C vs. Asm

It’s faster in Assembly

A common refrain is if something is slow, to rewrite it in a faster language. For python, if your python is slow, to write the hot parts in C. For C, to write your code in pure assembly.

Let’s put that to the test.

I have this code here that defines strnlen from linux’s m68k tree.

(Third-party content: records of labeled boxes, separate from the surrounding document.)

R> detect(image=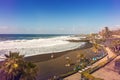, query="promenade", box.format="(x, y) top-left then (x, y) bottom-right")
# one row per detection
(64, 47), (116, 80)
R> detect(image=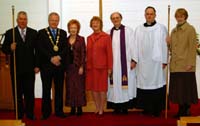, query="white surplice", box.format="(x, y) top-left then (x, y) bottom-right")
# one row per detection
(134, 23), (167, 89)
(107, 26), (137, 103)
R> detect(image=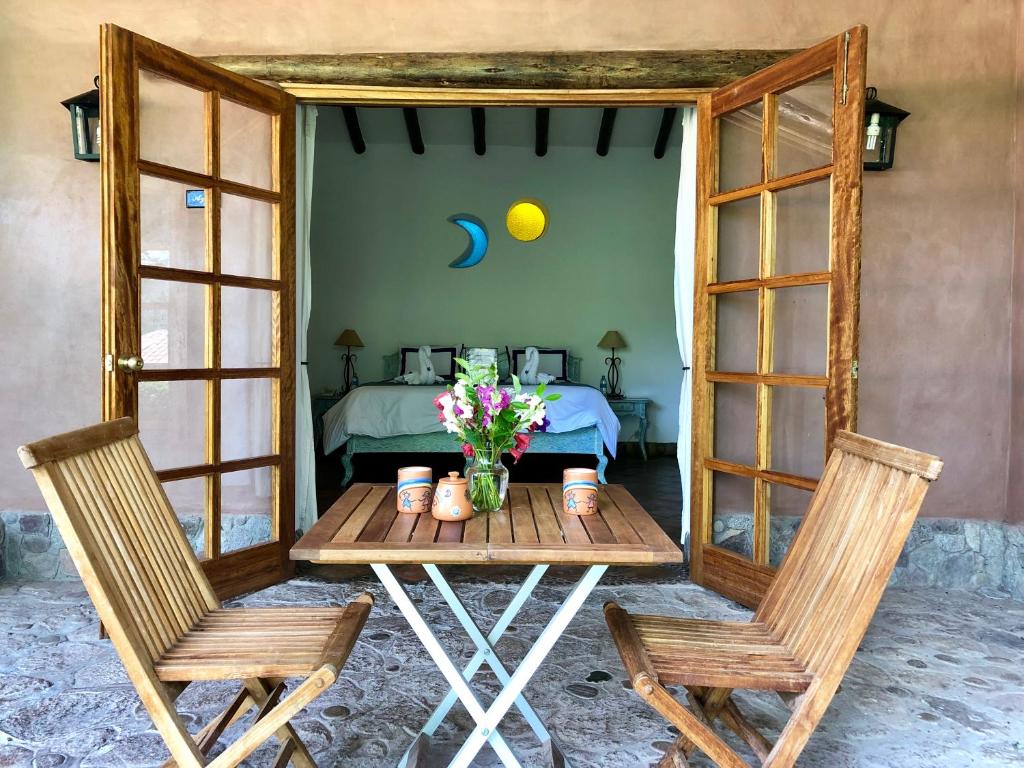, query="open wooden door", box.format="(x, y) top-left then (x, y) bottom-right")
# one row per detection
(100, 25), (296, 597)
(690, 27), (867, 605)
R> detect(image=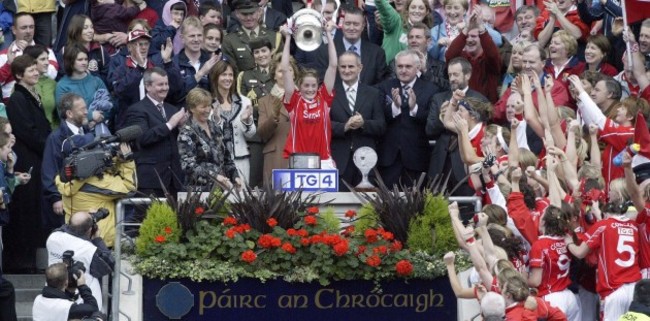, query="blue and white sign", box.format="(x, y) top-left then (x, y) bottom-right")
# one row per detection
(273, 169), (339, 192)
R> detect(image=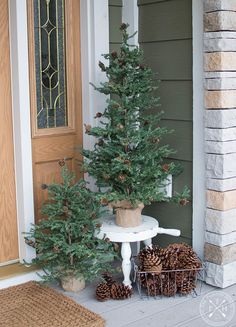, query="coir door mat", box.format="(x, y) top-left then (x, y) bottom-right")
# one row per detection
(0, 282), (105, 327)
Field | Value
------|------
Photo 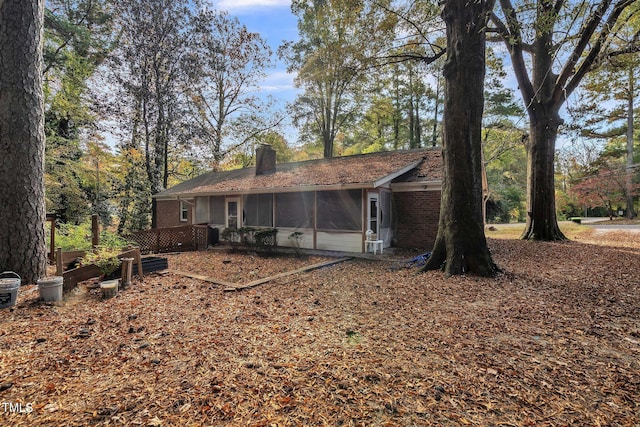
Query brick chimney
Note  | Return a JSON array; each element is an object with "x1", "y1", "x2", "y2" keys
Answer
[{"x1": 256, "y1": 144, "x2": 276, "y2": 175}]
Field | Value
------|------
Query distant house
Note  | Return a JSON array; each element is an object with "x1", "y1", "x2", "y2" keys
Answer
[{"x1": 153, "y1": 145, "x2": 442, "y2": 252}]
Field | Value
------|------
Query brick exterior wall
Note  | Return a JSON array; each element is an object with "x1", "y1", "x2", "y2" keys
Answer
[
  {"x1": 156, "y1": 200, "x2": 194, "y2": 228},
  {"x1": 393, "y1": 191, "x2": 440, "y2": 251}
]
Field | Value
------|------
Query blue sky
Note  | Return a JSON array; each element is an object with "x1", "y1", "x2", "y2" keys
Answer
[{"x1": 211, "y1": 0, "x2": 298, "y2": 107}]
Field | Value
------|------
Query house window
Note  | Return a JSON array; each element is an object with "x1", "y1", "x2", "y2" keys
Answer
[
  {"x1": 317, "y1": 190, "x2": 362, "y2": 231},
  {"x1": 244, "y1": 194, "x2": 273, "y2": 227},
  {"x1": 209, "y1": 196, "x2": 225, "y2": 225},
  {"x1": 276, "y1": 192, "x2": 313, "y2": 228},
  {"x1": 180, "y1": 201, "x2": 189, "y2": 222}
]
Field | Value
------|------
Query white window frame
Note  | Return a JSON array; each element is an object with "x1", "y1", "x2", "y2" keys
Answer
[{"x1": 180, "y1": 200, "x2": 189, "y2": 222}]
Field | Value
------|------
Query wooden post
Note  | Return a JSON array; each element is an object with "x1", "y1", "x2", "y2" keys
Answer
[
  {"x1": 121, "y1": 258, "x2": 134, "y2": 289},
  {"x1": 56, "y1": 248, "x2": 63, "y2": 276},
  {"x1": 135, "y1": 247, "x2": 144, "y2": 279},
  {"x1": 47, "y1": 214, "x2": 56, "y2": 264},
  {"x1": 91, "y1": 214, "x2": 100, "y2": 249}
]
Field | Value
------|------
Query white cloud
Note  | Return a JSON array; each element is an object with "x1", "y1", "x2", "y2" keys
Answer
[{"x1": 212, "y1": 0, "x2": 291, "y2": 11}]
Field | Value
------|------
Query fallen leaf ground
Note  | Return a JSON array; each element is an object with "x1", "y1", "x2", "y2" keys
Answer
[{"x1": 0, "y1": 233, "x2": 640, "y2": 426}]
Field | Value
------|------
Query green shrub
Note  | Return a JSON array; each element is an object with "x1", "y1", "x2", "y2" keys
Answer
[
  {"x1": 56, "y1": 221, "x2": 131, "y2": 252},
  {"x1": 80, "y1": 247, "x2": 121, "y2": 276}
]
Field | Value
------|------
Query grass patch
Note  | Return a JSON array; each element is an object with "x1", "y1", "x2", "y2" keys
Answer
[{"x1": 485, "y1": 221, "x2": 592, "y2": 239}]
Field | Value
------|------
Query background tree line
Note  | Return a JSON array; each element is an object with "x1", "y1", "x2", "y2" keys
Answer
[
  {"x1": 44, "y1": 0, "x2": 638, "y2": 237},
  {"x1": 3, "y1": 0, "x2": 639, "y2": 280}
]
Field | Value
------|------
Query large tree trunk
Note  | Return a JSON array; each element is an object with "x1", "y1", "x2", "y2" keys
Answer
[
  {"x1": 425, "y1": 0, "x2": 497, "y2": 276},
  {"x1": 625, "y1": 67, "x2": 636, "y2": 219},
  {"x1": 0, "y1": 0, "x2": 47, "y2": 283},
  {"x1": 521, "y1": 105, "x2": 566, "y2": 241}
]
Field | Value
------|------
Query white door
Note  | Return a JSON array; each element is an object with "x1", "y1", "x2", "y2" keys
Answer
[
  {"x1": 367, "y1": 193, "x2": 380, "y2": 239},
  {"x1": 225, "y1": 197, "x2": 242, "y2": 228}
]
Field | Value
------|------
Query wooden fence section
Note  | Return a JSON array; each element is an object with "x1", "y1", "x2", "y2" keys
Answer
[{"x1": 124, "y1": 225, "x2": 209, "y2": 254}]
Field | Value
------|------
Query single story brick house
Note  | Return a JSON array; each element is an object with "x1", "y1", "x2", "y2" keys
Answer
[{"x1": 153, "y1": 145, "x2": 442, "y2": 252}]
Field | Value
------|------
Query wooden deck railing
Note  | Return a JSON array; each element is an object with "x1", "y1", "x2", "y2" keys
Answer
[{"x1": 124, "y1": 225, "x2": 209, "y2": 254}]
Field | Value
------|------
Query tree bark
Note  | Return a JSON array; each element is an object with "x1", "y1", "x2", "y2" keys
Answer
[
  {"x1": 521, "y1": 105, "x2": 566, "y2": 241},
  {"x1": 625, "y1": 67, "x2": 636, "y2": 219},
  {"x1": 424, "y1": 0, "x2": 498, "y2": 276},
  {"x1": 0, "y1": 0, "x2": 47, "y2": 283}
]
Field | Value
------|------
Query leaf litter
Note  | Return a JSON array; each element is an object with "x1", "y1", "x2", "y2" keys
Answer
[{"x1": 0, "y1": 234, "x2": 640, "y2": 426}]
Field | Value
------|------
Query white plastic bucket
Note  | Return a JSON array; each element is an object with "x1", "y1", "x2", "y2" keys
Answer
[
  {"x1": 0, "y1": 271, "x2": 21, "y2": 308},
  {"x1": 100, "y1": 279, "x2": 118, "y2": 298},
  {"x1": 38, "y1": 276, "x2": 63, "y2": 302}
]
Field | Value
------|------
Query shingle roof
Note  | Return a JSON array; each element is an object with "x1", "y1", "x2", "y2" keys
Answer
[{"x1": 154, "y1": 148, "x2": 442, "y2": 198}]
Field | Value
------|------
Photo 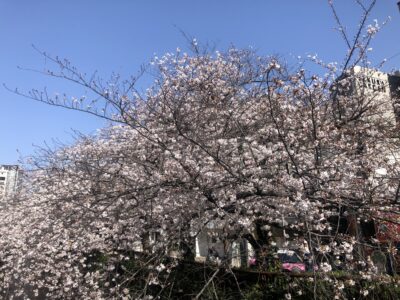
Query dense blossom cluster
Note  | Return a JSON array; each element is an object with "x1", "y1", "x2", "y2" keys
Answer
[{"x1": 0, "y1": 45, "x2": 400, "y2": 299}]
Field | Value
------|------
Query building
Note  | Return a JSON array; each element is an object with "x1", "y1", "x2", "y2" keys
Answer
[{"x1": 0, "y1": 165, "x2": 20, "y2": 200}]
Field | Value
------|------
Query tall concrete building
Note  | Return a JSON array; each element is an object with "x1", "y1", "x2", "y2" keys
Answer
[{"x1": 0, "y1": 165, "x2": 20, "y2": 200}]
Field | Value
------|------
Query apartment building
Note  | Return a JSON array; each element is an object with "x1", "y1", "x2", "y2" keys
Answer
[{"x1": 0, "y1": 165, "x2": 20, "y2": 200}]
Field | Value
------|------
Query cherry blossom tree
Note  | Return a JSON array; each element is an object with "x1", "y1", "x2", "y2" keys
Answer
[{"x1": 0, "y1": 2, "x2": 400, "y2": 299}]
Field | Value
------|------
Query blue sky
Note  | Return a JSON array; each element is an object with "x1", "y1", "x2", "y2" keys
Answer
[{"x1": 0, "y1": 0, "x2": 400, "y2": 164}]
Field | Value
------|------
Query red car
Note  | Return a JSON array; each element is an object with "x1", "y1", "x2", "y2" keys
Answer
[{"x1": 277, "y1": 250, "x2": 315, "y2": 273}]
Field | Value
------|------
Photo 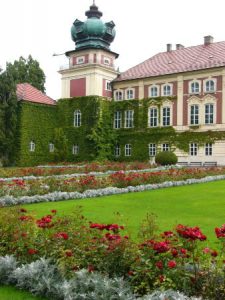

This computes strnlen as you would expect.

static inline size_t strnlen_asm(const char *s, size_t count)
{
    const char *sc = s;

    asm volatile ("\n"
        "1:     subq.l  #1,%1\n"
        "       jcs     2f\n"
        "       tst.b   (%0)+\n"
        "       jne     1b\n"
        "       subq.l  #1,%0\n"
        "2:"
        : "+a" (sc), "+d" (count));
    return sc - s;
}

The c translation here would look like this:

static inline size_t strnlen(const char *s, size_t count)
{
    const char *sc = s;
    while (count--) {
        if (*sc++ == '\0') {   
            sc--;              
            break;
        }
    }
    return sc - s;
}

Now if we compile with -O0, we’ll see that the asm version is better, even though functionally, they’re pretty much the same. The compiler does only a few optimizations in -O0, so the generated code is quite poor.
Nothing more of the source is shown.